Thomas T. Thomas Vineyards, Anderson Valley, Pinot Noir 2019
($45): This 2019 draws you in like a magnet with its gushing, high-toned aromas and flavors of plum, strawberry preserve, violet, and cherry. The palate is lushly textured with beautiful tension. This is poised to impress and gives you a glimpse of what you would find in Burgundy without the daunting price tag.

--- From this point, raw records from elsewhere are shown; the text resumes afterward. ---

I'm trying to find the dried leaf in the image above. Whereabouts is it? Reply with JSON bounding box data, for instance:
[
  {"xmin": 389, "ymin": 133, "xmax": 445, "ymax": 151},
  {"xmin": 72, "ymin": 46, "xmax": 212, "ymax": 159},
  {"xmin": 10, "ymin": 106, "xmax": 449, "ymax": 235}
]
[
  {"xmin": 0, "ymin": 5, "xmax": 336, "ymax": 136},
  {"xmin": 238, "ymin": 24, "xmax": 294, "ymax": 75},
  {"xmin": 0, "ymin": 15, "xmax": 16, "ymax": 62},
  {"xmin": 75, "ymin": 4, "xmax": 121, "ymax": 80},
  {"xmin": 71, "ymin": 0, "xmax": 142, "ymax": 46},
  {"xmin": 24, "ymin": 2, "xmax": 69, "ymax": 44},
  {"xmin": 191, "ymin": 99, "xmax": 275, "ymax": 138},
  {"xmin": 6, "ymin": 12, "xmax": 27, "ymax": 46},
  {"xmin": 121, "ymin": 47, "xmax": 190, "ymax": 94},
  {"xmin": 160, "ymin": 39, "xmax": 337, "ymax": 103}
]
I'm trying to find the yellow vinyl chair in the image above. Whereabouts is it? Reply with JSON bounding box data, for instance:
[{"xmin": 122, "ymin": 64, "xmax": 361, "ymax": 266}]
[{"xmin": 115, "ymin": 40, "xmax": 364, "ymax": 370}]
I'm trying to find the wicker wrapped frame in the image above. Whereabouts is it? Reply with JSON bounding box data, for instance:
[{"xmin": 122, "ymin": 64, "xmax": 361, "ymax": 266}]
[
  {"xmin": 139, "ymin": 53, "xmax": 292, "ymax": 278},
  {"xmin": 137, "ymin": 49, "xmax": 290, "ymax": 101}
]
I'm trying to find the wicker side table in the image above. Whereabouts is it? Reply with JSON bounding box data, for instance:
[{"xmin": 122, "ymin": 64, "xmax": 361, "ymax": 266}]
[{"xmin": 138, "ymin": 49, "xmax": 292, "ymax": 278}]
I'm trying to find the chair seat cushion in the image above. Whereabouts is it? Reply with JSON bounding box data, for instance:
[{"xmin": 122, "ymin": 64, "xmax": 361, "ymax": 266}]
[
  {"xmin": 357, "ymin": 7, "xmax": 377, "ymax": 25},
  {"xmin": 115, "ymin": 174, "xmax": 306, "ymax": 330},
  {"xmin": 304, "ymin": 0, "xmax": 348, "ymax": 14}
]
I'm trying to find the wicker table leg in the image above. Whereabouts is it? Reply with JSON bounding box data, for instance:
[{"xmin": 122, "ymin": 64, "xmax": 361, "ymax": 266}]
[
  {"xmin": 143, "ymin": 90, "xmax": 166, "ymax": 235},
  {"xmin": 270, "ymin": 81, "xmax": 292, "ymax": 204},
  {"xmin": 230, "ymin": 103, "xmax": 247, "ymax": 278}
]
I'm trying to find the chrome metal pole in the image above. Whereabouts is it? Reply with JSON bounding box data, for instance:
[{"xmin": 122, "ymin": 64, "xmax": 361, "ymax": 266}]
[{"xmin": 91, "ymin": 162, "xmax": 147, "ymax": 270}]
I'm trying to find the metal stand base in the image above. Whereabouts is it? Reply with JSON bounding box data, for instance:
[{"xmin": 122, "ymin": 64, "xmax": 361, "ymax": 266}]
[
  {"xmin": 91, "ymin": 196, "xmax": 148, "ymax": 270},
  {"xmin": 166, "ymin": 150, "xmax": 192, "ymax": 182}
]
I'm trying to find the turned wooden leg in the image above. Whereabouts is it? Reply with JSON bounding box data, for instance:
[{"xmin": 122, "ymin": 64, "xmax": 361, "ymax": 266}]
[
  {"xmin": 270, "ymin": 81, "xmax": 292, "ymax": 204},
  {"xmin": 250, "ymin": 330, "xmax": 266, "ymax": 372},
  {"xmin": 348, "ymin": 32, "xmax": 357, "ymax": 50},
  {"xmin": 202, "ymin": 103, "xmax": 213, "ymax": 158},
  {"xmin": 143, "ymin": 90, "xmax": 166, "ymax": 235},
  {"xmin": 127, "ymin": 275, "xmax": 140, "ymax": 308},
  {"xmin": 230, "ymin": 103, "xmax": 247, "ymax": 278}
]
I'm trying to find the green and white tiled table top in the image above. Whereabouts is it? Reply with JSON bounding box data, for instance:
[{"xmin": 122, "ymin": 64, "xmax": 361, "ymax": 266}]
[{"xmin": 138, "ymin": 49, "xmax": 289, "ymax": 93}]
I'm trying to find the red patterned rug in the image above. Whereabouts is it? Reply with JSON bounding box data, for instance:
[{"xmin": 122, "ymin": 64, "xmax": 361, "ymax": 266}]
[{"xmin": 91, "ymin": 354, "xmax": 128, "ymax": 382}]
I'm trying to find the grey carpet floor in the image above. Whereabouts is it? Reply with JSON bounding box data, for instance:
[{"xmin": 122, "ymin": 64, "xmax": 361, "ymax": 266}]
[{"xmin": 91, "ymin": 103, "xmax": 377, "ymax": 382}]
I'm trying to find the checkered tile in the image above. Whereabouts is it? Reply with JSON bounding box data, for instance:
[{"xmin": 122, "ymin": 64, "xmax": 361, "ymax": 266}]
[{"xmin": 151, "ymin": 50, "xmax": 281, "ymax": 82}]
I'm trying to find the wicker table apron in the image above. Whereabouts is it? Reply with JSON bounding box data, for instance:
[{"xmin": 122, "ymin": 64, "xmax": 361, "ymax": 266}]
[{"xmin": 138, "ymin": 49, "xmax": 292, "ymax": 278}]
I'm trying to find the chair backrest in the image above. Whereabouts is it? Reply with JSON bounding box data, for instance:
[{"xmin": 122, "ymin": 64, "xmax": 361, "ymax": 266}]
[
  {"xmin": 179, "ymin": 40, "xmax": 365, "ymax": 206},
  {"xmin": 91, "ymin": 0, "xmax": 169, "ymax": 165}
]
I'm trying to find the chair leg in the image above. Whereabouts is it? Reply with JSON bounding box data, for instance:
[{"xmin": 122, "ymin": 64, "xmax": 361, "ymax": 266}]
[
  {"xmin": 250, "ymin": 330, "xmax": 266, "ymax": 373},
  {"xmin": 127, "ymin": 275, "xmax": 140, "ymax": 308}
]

Thomas T. Thomas Vineyards, Anderson Valley, Estate Grown Pinot Noir 2019
($65): This 2019 Estate Grown Pinot Noir is a bit more tertiary forward than the aforementioned 2019 Pinot Noir. It has fresh cherry and plum flavors, but it then evolves to notes of seductive earth, crushed rose, and baking spice. With each swirl, you’re guaranteed to uncover another rich layer with perfectly balanced acid and tannins.
Thomas T. Thomas Vineyards, Anderson Valley, Chardonnay 2020
($38): The 2020 Chardonnay is yellow-gold in the glass, with aromas of white peach, citrus, crushed chalk, and the lightest touch of oak. It has excellent texture and concentration, but it also has freshness and vibrancy with Chablis-like salinity. As Thomas suggested, "this is Burgdunain in spirit with California flair."